President Donald Trump’s organize to appoint CIA Director Mike Pompeo as secretary of State sends a upsetting message to China, CNBC’s Jim Cramer said Tuesday.
“It says to China you are our contestant,” Cramer said on “Squawk on the Street.” “This is about China being our thought-provoking and economic enemy,” he added. “I think [saying] anything short of that is neutral a mistake.”
On Tuesday morning, Trump announced he plans to appoint Pompeo to be heir to Rex Tillerson as secretary of State, the latest news in a string of personnel coppers at the White House. Tillerson’s departure followed a series of public conflicts with Trump.
The president also said he is looking at CNBC higher- ranking contributor Larry Kudlow “very strongly” for the role of top economic advisor.
Cramer thought having both Pompeo and Kudlow, a confidant of Trump and longtime economist, in the Pasty House would be an interesting dynamic.

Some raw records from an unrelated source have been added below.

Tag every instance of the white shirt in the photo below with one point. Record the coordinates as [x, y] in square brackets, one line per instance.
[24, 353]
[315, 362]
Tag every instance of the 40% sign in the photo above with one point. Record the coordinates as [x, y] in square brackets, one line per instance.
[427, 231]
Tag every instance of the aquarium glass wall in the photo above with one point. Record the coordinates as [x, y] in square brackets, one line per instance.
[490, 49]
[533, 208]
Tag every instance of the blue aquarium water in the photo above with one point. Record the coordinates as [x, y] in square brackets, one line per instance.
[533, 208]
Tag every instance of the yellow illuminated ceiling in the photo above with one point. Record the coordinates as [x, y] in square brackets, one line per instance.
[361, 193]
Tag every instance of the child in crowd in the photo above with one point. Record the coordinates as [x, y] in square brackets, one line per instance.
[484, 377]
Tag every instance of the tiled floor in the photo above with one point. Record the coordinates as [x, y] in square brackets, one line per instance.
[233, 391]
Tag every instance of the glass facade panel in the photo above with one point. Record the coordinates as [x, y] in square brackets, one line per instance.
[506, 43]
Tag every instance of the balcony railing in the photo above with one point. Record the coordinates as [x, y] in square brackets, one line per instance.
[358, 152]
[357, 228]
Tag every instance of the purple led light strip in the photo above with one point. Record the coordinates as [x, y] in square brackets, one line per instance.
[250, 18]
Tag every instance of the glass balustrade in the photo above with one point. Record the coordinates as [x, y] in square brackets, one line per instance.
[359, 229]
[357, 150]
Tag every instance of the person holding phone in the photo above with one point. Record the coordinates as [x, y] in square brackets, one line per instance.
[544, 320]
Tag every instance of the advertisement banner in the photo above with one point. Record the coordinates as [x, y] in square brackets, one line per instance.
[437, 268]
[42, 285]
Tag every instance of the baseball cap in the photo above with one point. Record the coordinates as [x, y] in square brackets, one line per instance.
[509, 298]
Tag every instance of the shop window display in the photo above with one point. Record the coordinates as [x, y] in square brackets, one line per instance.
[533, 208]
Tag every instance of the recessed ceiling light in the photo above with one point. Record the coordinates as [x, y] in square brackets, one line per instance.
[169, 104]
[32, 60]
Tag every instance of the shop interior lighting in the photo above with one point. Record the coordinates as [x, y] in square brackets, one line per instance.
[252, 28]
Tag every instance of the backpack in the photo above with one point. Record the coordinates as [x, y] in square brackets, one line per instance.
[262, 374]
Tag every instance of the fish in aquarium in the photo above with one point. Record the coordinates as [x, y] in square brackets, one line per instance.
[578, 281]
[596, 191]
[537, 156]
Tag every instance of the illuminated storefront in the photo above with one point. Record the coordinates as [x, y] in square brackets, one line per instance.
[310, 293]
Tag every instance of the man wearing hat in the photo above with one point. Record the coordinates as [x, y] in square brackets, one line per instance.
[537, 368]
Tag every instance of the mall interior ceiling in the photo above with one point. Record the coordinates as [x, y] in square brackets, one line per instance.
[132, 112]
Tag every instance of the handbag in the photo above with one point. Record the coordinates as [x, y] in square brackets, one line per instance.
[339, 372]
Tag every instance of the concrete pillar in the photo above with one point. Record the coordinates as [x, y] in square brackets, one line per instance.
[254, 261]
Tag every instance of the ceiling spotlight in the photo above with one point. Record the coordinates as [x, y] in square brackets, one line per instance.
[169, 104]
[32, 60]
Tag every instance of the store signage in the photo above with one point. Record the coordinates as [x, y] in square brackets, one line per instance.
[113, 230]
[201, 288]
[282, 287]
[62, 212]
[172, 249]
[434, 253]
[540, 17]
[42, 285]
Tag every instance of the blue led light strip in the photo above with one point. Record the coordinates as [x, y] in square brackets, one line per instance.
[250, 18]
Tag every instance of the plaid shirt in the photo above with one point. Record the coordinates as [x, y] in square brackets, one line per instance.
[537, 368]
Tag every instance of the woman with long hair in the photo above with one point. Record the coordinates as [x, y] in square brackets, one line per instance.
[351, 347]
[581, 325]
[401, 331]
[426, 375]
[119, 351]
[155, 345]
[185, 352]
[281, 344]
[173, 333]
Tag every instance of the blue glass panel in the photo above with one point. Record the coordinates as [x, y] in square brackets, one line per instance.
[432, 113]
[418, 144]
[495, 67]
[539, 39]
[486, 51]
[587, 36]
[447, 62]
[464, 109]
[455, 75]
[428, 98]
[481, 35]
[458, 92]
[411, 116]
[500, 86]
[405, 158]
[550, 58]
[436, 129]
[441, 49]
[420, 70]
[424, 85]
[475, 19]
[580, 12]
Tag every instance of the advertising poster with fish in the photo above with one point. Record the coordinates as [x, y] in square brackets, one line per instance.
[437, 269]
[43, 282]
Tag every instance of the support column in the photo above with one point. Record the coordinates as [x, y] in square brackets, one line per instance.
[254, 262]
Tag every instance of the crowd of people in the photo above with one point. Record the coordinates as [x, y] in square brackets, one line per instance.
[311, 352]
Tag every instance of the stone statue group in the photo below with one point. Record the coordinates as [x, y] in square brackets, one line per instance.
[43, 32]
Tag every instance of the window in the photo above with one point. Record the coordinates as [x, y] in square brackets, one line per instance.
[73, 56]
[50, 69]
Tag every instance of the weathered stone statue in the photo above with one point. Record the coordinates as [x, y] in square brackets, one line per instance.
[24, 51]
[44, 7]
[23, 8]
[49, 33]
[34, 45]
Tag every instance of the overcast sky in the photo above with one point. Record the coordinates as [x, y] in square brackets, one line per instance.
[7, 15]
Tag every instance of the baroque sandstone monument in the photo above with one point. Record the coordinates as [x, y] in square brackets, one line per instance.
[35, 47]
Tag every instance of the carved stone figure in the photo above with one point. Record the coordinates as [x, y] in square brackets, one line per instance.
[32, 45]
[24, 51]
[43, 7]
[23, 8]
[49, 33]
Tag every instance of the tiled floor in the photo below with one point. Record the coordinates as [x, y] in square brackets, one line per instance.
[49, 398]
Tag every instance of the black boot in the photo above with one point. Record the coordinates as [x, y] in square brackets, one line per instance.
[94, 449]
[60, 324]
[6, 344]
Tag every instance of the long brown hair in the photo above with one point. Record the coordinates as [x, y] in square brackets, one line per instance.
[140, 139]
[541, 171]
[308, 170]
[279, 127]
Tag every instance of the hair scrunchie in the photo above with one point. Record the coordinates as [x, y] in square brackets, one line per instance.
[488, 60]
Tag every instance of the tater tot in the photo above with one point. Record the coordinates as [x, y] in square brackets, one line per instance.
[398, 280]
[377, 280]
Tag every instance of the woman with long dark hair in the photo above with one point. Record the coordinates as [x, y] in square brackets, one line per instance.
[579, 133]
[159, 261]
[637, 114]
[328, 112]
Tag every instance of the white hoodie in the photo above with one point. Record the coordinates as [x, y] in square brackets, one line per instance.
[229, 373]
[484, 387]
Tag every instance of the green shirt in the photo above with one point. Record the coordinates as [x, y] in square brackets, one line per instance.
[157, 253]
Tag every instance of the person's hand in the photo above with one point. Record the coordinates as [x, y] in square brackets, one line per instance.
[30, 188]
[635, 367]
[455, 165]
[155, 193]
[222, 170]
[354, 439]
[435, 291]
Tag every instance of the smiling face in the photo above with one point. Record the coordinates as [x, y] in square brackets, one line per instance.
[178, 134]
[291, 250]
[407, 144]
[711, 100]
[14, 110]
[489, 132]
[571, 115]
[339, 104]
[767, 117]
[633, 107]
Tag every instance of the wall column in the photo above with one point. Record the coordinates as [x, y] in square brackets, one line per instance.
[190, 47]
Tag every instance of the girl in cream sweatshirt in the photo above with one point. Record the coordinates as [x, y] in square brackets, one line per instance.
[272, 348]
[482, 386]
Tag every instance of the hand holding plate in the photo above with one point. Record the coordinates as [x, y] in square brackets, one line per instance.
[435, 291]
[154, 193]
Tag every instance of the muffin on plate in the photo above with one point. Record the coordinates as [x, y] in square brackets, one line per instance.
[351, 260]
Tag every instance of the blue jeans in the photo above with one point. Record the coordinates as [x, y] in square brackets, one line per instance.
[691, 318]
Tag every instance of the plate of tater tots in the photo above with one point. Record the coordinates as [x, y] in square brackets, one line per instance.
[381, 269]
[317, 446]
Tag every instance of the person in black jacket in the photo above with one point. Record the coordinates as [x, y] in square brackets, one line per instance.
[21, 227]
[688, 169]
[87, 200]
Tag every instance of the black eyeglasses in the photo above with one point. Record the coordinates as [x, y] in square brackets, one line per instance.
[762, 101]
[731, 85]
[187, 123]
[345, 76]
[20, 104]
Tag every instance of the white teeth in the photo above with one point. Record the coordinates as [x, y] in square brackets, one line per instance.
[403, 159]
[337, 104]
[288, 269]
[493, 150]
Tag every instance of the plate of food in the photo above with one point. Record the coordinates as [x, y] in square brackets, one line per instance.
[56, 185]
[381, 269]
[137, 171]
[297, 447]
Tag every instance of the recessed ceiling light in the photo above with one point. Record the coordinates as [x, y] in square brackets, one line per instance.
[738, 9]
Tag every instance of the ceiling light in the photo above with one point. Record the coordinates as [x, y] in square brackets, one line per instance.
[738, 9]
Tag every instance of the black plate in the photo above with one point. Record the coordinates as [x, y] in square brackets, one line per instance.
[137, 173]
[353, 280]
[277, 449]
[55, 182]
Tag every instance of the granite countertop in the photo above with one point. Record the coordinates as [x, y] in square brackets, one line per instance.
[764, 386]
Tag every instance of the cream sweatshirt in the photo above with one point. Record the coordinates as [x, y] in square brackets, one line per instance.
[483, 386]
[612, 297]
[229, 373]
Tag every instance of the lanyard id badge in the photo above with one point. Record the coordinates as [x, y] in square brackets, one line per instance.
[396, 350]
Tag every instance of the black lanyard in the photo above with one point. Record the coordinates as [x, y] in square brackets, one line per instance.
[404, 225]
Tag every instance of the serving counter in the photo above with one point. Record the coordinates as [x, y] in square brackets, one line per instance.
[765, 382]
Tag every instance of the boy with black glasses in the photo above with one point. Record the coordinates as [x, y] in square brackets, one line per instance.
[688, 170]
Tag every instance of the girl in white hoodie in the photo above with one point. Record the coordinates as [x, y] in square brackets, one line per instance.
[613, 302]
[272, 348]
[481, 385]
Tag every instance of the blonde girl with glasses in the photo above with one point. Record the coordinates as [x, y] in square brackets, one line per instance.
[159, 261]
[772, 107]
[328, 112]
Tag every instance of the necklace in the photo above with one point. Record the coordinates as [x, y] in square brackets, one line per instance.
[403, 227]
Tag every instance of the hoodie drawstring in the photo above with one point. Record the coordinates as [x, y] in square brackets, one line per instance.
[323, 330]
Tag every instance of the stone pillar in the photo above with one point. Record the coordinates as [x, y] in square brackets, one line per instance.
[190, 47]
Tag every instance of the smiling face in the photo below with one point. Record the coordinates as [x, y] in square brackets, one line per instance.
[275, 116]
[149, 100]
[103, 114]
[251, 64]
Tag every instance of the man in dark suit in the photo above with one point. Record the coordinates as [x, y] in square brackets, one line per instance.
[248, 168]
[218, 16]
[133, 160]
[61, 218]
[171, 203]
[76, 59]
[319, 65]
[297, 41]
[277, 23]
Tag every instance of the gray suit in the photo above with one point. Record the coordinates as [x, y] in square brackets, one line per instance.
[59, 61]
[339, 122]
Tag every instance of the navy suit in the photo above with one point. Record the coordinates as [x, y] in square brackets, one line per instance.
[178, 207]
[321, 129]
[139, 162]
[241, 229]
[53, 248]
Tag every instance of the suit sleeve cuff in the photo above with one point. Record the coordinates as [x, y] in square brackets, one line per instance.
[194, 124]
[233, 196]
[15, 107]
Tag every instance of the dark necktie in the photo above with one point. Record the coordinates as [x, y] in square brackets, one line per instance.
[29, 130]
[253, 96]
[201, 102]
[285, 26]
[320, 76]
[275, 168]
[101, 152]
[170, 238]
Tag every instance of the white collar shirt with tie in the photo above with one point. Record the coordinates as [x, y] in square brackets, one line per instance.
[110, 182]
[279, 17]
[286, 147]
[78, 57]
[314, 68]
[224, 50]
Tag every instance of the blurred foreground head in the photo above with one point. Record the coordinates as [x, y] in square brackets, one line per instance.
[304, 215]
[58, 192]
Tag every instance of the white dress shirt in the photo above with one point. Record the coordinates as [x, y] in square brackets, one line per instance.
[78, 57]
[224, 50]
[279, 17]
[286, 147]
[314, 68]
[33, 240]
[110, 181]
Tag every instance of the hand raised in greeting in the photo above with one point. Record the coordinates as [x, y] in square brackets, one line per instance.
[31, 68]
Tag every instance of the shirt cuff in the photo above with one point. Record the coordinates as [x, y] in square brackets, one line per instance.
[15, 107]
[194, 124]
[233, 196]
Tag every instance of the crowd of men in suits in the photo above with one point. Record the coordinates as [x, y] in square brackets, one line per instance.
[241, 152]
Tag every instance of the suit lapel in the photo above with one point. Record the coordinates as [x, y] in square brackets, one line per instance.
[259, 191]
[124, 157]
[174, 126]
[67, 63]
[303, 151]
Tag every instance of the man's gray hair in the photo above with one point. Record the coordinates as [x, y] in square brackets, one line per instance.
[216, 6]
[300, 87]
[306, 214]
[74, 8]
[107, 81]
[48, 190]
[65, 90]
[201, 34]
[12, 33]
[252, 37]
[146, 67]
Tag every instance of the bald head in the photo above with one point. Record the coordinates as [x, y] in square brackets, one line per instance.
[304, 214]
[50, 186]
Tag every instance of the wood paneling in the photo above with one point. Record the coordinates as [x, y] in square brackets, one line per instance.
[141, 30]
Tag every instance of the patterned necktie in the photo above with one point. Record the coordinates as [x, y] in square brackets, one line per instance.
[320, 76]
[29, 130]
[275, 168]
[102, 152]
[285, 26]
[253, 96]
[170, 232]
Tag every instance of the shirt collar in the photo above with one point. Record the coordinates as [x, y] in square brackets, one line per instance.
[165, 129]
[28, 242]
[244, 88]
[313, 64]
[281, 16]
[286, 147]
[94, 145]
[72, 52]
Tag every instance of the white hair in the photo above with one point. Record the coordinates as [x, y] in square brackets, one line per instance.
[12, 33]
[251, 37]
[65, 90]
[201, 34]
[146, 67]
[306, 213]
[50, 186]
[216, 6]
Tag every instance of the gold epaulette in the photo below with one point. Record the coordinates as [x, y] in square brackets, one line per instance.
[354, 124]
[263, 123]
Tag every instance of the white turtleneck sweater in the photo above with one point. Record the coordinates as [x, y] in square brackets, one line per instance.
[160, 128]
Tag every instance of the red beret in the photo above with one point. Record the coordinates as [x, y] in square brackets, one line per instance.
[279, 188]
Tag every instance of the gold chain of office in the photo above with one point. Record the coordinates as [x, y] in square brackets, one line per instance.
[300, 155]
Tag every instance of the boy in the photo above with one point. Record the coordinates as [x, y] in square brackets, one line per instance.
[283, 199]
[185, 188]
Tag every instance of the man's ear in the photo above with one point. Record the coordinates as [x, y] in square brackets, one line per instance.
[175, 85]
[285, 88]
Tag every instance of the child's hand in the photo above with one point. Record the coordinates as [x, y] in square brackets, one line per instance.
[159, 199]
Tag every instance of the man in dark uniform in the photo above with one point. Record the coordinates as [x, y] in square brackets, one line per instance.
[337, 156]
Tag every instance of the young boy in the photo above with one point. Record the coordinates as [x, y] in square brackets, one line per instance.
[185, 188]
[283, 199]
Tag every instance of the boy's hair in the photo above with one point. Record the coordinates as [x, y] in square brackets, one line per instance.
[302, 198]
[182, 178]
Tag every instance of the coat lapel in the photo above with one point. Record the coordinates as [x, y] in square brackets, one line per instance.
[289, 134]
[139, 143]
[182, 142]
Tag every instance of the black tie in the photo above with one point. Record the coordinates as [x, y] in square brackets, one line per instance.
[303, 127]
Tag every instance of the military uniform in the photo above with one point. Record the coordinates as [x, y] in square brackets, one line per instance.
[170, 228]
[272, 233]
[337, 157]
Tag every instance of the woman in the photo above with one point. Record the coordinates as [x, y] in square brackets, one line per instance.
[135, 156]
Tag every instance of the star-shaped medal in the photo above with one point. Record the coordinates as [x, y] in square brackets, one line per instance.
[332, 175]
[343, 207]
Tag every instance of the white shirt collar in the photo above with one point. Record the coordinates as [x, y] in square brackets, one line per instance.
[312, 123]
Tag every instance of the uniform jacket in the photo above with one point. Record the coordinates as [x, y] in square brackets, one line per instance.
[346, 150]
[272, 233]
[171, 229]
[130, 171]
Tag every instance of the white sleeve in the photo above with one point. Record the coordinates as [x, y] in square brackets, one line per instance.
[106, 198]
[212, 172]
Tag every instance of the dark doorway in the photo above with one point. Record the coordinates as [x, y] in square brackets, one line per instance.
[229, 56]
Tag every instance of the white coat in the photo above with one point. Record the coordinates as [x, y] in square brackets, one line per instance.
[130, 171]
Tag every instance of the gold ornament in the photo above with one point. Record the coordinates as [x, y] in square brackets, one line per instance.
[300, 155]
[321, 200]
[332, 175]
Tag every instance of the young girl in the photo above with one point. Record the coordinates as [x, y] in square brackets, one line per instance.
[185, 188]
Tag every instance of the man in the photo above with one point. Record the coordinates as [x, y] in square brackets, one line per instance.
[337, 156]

“It’s good cop, bad cop” on globalism, Cramer turned, a day after he reported that Kudlow is the leading contender to succeed Gary Cohn as the president’s top trade advisor.
Tillerson stood for free trade and commerce, while Pompeo has equated China with Russia, Cramer summed. Kudlow previously said Trump’s tariffs on steel and aluminum are a “bad writing on the wall” and could cause a “major calamity.”
“If you’re China, you’re probably sitting there intellectual, ‘What is [Trump] doing?” said Cramer, the host of CNBC’s “Mad Kale.”
Pompeo also has likened Iran to the Islamic State militant dispose, calling the country a “thuggish police state” in a speech in October.
Cramer go on increased having Tillerson in the role as secretary of State “stood for a bizarre arrangement of business globalism that is obviously not in sync anymore with where the president is common.”